What is the government doing to make sure that everyone fills out the census this year?
They’re getting creative and using videos.
An organization called Census Counts teamed up with community-based organizations across a wide spectrum of advocacy groups like immigrants, LGBTQ+, homelessness, health care, and more. Together they found story-tellers to narrate videos about their lives and how their communities can be helped through census funding.
Through those stories, called Stories for Change, Census Counts hopes other people under-represented on the census will see themselves and help them better understand why filling out their census counts.
Beth Lynk is the Campaign Director for Census Counts.
"We know that when communities, see themselves in the census and see the resources, political power that the census will bring to their communities and their lives through the power of storytelling, then they will get counted," Lynk said.
Mexican-American home care worker Patty Bedoya is one of the Stories for Change story-tellers.
"A lot of people were like, afraid. Afraid because, you know, they think immigration is going to come for them," Bedoya said. "So it was important for me to make that video."
Bedoya’s video not only highlights the story of her hardworking undocumented father that struggled to provide a better life for her but also her struggle as a home care provider to get funding for healthcare workers -- funding that could be increased as a result of the census.

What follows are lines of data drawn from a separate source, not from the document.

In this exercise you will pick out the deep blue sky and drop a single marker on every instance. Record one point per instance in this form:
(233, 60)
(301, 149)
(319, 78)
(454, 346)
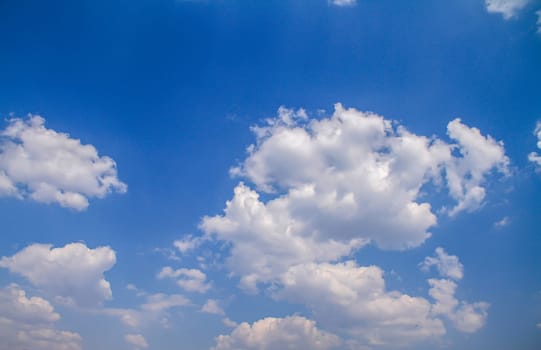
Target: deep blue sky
(169, 90)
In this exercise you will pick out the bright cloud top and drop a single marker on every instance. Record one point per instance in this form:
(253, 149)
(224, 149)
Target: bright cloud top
(28, 323)
(51, 167)
(447, 265)
(72, 274)
(293, 332)
(341, 182)
(507, 8)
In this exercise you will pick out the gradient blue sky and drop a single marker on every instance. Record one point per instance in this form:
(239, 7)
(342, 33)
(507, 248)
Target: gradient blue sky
(170, 90)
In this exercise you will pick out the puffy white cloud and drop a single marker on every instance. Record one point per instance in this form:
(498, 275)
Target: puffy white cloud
(466, 317)
(191, 280)
(28, 323)
(447, 265)
(343, 3)
(212, 307)
(51, 167)
(73, 273)
(136, 340)
(533, 156)
(293, 332)
(338, 183)
(507, 8)
(354, 300)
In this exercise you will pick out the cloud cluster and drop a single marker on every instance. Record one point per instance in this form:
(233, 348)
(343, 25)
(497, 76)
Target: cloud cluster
(73, 274)
(507, 8)
(293, 332)
(28, 323)
(338, 183)
(51, 167)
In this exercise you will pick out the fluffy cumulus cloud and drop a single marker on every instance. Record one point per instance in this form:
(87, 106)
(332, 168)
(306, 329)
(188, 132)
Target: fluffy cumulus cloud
(353, 300)
(447, 265)
(534, 157)
(293, 332)
(343, 3)
(136, 340)
(51, 167)
(191, 280)
(72, 274)
(28, 323)
(336, 184)
(507, 8)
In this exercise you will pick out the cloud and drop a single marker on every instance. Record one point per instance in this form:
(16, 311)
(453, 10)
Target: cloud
(136, 340)
(353, 299)
(466, 317)
(343, 3)
(533, 156)
(72, 274)
(191, 280)
(507, 8)
(51, 167)
(447, 265)
(28, 323)
(212, 307)
(505, 221)
(335, 184)
(293, 332)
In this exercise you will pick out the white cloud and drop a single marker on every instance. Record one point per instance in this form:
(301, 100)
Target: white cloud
(136, 340)
(191, 280)
(343, 3)
(338, 183)
(293, 332)
(28, 323)
(212, 307)
(466, 317)
(447, 265)
(51, 167)
(533, 156)
(73, 273)
(505, 221)
(507, 8)
(352, 299)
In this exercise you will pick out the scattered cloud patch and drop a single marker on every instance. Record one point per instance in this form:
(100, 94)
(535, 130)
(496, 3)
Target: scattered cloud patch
(504, 222)
(447, 265)
(72, 274)
(534, 157)
(51, 167)
(136, 340)
(28, 323)
(212, 307)
(293, 332)
(466, 317)
(343, 3)
(336, 184)
(507, 8)
(191, 280)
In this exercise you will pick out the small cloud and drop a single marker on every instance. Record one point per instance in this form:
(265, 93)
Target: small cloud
(343, 3)
(212, 307)
(136, 340)
(505, 221)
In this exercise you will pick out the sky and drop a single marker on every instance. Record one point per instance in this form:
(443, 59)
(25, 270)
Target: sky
(282, 174)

"When the government didn’t recognize home care workers as front liners, my brothers and sisters in the union fought for personal protective equipment (PPE) and our safety," says Bedoya in her Stories for Change video.

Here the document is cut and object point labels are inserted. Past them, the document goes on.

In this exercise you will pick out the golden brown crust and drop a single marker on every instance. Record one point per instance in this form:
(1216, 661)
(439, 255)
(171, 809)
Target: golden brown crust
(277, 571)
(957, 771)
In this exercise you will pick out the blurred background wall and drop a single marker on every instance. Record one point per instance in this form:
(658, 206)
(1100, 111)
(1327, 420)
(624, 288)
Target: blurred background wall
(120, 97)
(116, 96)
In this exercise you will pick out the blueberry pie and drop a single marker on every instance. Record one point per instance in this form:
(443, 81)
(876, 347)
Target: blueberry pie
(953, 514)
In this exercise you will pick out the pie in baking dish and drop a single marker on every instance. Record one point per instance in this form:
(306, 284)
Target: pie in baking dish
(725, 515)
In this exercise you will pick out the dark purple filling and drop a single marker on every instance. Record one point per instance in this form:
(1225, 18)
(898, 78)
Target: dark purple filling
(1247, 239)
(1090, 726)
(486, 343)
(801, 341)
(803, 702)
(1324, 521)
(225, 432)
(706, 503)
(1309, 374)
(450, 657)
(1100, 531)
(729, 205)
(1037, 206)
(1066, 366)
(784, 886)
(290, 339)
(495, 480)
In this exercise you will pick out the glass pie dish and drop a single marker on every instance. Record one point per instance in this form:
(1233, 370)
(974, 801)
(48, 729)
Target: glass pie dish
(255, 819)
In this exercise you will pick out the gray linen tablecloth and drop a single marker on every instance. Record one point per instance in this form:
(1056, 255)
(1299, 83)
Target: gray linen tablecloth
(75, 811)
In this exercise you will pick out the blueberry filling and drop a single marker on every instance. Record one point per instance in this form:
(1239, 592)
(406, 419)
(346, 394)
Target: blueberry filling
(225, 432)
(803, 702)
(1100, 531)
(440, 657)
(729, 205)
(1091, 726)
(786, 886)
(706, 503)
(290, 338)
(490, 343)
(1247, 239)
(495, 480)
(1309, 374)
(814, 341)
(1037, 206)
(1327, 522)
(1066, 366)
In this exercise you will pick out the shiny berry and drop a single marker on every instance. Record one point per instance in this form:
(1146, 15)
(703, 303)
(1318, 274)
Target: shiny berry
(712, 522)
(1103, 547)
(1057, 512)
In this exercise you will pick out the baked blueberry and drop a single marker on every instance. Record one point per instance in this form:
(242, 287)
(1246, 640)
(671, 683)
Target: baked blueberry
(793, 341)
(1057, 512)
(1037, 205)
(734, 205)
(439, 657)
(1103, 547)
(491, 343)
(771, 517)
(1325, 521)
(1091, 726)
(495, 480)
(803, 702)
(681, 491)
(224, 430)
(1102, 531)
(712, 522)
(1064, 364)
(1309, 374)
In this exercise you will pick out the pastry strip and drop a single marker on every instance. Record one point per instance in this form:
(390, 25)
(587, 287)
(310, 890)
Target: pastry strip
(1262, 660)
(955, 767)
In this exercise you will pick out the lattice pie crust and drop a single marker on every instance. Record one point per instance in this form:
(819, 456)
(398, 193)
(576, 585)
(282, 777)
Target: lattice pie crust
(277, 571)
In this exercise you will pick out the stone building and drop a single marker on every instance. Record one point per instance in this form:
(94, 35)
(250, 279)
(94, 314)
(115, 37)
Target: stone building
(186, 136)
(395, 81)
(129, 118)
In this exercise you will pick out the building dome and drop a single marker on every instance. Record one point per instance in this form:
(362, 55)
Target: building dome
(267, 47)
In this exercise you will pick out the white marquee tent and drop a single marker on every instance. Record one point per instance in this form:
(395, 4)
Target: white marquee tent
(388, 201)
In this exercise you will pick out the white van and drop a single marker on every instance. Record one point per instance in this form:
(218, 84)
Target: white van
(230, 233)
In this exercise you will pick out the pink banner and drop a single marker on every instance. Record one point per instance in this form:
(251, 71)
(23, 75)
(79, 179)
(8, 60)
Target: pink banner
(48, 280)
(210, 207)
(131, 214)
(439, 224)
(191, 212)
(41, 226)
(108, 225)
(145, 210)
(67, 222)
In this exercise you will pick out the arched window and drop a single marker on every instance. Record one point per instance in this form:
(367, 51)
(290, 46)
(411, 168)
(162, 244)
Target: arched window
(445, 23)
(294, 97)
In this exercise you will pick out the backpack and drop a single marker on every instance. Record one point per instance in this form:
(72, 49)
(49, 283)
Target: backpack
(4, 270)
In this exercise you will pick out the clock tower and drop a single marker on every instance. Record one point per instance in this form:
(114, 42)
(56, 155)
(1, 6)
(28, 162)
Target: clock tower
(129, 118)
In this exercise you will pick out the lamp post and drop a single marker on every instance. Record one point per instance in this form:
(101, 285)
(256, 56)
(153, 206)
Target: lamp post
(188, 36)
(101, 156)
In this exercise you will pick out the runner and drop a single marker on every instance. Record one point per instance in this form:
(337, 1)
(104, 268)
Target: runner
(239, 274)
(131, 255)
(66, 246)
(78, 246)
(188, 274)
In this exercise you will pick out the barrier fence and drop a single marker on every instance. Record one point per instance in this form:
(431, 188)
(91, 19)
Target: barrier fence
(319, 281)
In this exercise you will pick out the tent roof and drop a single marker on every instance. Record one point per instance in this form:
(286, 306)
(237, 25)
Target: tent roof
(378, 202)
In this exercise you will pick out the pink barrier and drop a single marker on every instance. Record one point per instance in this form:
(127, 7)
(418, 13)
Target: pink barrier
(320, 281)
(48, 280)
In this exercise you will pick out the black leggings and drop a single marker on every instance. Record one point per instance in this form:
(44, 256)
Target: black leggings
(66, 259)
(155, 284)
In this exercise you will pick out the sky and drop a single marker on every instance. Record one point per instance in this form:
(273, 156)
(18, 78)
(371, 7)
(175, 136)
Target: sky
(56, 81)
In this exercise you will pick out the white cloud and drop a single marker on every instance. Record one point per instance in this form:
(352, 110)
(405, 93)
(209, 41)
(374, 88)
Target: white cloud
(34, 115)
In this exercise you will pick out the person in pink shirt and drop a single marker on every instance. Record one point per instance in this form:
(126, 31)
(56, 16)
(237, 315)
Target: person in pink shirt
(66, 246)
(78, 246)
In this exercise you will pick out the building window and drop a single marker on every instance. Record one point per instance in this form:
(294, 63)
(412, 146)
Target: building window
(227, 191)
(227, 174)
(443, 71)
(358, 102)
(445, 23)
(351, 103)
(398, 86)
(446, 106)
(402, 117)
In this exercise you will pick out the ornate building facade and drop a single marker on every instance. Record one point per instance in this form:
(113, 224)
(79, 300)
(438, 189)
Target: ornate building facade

The goal of the campaign is that through the story-tellers’ messages, other members of under-represented communities will see a bit of themselves in those stories and understand why it’s important to be counted in the census.
"Like protests, the census is a critical avenue for us to demonstrate strength in numbers," Bedoya said in her Stories for Change video.
Let’s talk about those numbers.
According to Lynk, the census sends $1.5 trillion dollars of funding into communities across the US. That money is distributed through education programs, healthcare and infrastructure.
The census also determines how many seats in congress are assigned to each state and how district lines are drawn -- which can also impact the dispersal of resources.
But she says what many people don’t realize is how much the census can impact their individual life.
"Our hope is that these videos, that the Stories for Change series and resources that are available to communities are a tool for change now," Lynk said. "Something that certainly encourages communities to get counted, but also a reminder of the power of data the opportunity to use."